In 1997, the Bureau of Labor Statistics reported that more than 28 million school-age children have parents who work outside the home. In an April 2000 letter from Attorney General Janet Reno and Secretary of Education Richard W. Riley, they estimate that at least 5 million “latchkey” children come home to empty houses.  Today millions of children return to an empty home after school. When school bells ring, the anxiety for parents often just begins. They worry about whether their children are safe and whether they are susceptible to drugs and crime.

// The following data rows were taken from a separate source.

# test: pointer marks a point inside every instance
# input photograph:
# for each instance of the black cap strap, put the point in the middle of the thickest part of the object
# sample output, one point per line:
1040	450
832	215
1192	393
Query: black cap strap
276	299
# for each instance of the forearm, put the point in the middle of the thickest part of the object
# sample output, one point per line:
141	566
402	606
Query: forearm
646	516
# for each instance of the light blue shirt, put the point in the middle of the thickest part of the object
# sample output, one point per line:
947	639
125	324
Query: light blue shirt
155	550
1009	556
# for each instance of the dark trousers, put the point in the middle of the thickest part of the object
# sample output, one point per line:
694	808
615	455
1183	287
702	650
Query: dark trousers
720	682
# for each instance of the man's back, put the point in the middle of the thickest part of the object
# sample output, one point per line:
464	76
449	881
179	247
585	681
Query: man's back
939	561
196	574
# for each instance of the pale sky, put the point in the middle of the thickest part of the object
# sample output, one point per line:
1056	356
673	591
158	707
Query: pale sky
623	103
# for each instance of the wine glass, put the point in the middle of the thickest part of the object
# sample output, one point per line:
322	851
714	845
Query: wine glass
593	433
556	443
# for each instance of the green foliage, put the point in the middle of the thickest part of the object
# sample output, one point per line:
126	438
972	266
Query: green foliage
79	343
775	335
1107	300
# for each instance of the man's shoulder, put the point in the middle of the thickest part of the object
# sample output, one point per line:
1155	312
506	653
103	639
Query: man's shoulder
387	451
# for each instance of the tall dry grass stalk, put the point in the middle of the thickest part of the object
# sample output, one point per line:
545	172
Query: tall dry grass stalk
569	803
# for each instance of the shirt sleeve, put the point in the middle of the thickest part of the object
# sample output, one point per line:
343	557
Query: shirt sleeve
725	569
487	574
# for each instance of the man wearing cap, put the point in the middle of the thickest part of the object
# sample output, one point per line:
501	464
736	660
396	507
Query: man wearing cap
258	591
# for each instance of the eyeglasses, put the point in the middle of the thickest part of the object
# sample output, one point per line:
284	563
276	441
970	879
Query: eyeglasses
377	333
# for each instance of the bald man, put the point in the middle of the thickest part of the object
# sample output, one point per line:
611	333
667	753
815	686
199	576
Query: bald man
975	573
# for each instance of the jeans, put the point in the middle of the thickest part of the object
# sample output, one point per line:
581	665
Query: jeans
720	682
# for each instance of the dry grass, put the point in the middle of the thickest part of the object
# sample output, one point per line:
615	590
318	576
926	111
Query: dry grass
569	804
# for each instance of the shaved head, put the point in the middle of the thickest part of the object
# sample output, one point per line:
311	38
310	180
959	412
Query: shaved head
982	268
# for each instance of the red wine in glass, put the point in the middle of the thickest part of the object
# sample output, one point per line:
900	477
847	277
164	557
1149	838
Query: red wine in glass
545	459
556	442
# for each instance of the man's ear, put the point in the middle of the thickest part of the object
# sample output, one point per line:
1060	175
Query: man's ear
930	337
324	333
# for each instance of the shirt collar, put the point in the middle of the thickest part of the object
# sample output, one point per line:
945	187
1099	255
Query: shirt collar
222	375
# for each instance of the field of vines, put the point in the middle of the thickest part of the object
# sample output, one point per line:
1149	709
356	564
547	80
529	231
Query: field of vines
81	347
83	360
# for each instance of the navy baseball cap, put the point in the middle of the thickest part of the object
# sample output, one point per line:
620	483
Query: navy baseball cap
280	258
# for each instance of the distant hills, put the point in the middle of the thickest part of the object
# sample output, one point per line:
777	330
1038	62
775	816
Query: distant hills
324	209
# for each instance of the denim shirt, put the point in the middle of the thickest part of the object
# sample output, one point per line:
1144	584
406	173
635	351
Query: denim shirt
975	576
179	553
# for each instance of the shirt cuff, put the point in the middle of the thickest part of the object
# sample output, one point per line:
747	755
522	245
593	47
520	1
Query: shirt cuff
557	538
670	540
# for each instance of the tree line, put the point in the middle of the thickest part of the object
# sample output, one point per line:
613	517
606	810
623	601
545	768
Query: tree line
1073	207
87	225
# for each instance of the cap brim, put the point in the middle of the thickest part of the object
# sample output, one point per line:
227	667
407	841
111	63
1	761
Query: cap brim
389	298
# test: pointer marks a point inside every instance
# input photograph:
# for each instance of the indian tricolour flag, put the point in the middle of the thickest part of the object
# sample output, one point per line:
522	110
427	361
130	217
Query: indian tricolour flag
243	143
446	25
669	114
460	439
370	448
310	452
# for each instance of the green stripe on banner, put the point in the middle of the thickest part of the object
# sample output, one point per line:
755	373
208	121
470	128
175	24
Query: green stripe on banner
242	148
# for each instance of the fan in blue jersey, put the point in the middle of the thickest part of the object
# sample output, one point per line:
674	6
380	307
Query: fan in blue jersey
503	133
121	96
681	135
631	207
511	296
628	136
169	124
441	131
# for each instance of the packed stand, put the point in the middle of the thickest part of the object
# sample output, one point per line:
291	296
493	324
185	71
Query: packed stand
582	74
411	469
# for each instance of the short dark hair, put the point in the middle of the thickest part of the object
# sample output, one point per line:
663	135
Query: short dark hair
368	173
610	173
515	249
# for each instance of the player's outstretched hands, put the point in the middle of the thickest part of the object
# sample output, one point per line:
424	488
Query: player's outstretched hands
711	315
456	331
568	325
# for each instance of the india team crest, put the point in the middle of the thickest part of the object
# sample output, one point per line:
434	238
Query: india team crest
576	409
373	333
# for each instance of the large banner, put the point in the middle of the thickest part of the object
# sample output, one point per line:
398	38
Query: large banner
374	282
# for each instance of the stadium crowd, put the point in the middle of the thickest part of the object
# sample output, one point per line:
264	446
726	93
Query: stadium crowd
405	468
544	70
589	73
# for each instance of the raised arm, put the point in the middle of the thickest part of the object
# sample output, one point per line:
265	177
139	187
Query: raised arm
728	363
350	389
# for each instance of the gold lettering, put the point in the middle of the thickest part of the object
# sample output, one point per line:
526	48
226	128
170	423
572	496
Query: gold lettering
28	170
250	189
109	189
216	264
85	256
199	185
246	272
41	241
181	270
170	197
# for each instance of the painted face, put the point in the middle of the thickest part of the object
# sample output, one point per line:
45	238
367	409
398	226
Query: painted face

In response to this pressing concern, many communities have created after-school programs to keep children and youth out of trouble and engaged in activities that help them learn.


Facts

  • 28% of U.S. children live with a single working parent or two working parents.
  • 78% of mothers with 6-13 year olds work full-time.
  • 35% of school-age children are left on their own after school from the time they are twelve.
  • More than 15 million children are unsupervised from 3-8 pm; during these hours violent juvenile crime triples.
  • Children in self-care or under the care of siblings experience greater fear of accidents and crimes.
  • Children without supervision are more bored, more likely to engage in risk-taking behaviors and drug and alcohol use, and are more often the victims of accidents and abuse.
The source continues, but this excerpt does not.